The point is, there is no hiding the ball when it comes to influencer advertising. Companies have to be honest, and this can lead to trouble for them if they don’t follow the rules.
One area where there are actually clear rules is cannabis. Facebook and Instagram, for example, ban cannabis advertisements. These bans actually make sense given that federal law still prohibits cannabis, and because the bans are actually published on viewable terms and conditions for people to comply with.
Social media companies have largely remained outside the scope of federal regulations to date, though that may change in the future. From their standpoint, it makes sense to ban a product that is still classified as a Schedule I narcotic. But hemp-derived CBD is not a Schedule I narcotic. The only real federal policy on point is the policy of the FDA, which only claims that a few classes of CBD goods are prohibited.
Notwithstanding that the FDA has publicly acknowledged that there may be a regulatory pathway to marketing certain products containing Hemp CBD, such as cosmetics, some social media companies have apparently taken it upon themselves to step into the shoes of regulators and ban all kinds of hemp-derived CBD products. Though that has allegedly changed recently, as noted above, many social media companies have yet to publish formal guidance here, though they certainly can. One thing is clear, unfortunately: those whose accounts were banned may never get them back, even if social media companies do change their positions.
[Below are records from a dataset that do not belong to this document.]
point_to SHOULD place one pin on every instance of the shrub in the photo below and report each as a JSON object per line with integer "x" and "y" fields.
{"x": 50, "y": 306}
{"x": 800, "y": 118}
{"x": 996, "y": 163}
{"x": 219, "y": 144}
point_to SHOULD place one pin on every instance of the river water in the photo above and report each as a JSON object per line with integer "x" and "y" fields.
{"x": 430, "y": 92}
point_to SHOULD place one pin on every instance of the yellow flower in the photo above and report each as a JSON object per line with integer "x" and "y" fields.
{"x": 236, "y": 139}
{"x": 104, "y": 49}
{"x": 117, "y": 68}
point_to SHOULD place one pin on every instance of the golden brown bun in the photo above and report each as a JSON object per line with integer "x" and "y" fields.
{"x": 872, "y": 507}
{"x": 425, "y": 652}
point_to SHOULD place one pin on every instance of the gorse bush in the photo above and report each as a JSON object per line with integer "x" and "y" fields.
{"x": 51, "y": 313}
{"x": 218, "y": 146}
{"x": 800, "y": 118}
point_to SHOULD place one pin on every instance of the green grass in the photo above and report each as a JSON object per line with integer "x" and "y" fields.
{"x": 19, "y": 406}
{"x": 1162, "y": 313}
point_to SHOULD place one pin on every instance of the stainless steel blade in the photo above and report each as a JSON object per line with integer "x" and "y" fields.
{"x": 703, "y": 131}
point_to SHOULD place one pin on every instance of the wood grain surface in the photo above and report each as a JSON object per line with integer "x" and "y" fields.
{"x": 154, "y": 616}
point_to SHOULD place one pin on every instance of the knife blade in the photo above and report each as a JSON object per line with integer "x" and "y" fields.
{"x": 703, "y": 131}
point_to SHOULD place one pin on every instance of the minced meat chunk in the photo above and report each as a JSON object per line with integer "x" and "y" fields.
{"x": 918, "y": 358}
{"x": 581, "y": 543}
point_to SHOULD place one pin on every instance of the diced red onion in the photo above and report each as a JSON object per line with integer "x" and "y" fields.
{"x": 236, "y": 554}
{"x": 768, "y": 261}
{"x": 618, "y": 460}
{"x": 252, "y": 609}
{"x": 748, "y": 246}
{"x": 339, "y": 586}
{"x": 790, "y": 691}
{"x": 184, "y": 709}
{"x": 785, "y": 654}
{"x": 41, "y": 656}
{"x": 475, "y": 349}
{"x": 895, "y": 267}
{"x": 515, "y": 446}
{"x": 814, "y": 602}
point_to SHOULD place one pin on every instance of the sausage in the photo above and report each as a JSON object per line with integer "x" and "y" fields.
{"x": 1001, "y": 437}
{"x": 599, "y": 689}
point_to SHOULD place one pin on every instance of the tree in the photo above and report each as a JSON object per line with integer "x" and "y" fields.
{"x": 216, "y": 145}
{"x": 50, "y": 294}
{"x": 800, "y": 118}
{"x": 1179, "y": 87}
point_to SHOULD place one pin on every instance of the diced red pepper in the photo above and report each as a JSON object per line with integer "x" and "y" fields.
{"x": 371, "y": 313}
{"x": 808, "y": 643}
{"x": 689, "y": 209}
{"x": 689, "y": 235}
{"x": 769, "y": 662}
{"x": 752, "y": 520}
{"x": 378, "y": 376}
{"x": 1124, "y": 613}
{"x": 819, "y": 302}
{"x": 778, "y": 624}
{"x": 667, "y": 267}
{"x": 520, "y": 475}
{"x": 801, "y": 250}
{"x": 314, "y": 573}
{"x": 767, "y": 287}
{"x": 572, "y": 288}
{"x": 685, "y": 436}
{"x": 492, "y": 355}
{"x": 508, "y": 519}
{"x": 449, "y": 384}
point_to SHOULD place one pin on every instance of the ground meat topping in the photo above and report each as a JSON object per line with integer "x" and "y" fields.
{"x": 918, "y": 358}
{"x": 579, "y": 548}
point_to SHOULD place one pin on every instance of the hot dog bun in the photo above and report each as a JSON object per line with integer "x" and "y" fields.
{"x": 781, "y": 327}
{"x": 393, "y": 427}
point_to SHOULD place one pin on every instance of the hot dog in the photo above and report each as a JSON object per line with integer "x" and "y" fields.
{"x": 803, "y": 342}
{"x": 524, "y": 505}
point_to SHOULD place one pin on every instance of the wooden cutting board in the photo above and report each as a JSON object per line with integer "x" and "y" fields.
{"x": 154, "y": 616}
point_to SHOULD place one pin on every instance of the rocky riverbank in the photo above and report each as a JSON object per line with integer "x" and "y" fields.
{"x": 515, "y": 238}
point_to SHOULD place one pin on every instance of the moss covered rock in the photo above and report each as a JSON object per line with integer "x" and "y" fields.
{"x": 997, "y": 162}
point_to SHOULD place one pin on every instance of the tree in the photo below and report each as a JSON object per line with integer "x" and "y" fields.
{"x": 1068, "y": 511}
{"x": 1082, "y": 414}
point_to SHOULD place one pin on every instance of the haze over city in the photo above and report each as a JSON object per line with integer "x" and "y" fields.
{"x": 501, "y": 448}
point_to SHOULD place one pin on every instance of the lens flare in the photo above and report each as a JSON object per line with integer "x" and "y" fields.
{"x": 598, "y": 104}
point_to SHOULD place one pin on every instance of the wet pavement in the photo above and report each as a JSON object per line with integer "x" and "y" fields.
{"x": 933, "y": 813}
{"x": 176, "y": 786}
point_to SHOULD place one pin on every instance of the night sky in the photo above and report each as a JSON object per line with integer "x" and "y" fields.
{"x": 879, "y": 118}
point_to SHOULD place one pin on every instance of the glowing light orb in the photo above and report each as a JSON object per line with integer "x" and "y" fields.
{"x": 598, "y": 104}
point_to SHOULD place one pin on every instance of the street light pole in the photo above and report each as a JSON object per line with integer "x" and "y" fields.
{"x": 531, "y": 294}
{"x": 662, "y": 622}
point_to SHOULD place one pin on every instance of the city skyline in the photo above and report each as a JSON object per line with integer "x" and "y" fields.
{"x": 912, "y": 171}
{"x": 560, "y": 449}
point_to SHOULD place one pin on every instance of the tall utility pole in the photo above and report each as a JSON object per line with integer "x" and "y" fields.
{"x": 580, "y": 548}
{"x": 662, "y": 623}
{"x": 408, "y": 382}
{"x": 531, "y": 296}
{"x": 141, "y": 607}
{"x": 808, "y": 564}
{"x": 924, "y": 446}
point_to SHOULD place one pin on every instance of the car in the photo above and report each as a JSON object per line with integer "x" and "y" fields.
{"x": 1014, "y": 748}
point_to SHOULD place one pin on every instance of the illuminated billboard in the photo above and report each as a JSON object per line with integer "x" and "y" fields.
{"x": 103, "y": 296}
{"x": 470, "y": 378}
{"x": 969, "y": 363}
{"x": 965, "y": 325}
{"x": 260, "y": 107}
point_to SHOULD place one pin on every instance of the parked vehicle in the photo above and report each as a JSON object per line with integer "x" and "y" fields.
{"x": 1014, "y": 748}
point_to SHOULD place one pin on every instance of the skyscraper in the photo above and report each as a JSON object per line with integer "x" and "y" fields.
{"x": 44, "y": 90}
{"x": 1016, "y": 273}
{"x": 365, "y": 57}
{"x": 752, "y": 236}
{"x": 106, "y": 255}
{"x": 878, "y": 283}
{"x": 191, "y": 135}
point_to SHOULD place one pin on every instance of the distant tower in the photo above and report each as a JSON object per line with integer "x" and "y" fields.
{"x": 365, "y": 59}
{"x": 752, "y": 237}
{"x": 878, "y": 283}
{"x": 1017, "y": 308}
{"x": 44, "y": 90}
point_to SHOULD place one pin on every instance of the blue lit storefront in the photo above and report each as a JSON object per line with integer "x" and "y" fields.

My advice to social media companies is to make a choice: step out of the shoes of the government and let people advertise products that are not unlawful, or ban whatever you decide to ban but make clear what the rules are.
The point of all of this is that when it comes to CBD advertising, things are very unclear. Social media companies are apparently dead set on allowing all kinds of posts and advertisements that many people find reprehensible. But when it comes to advertising CBD bath bombs, you better be prepared to bet your business’ account.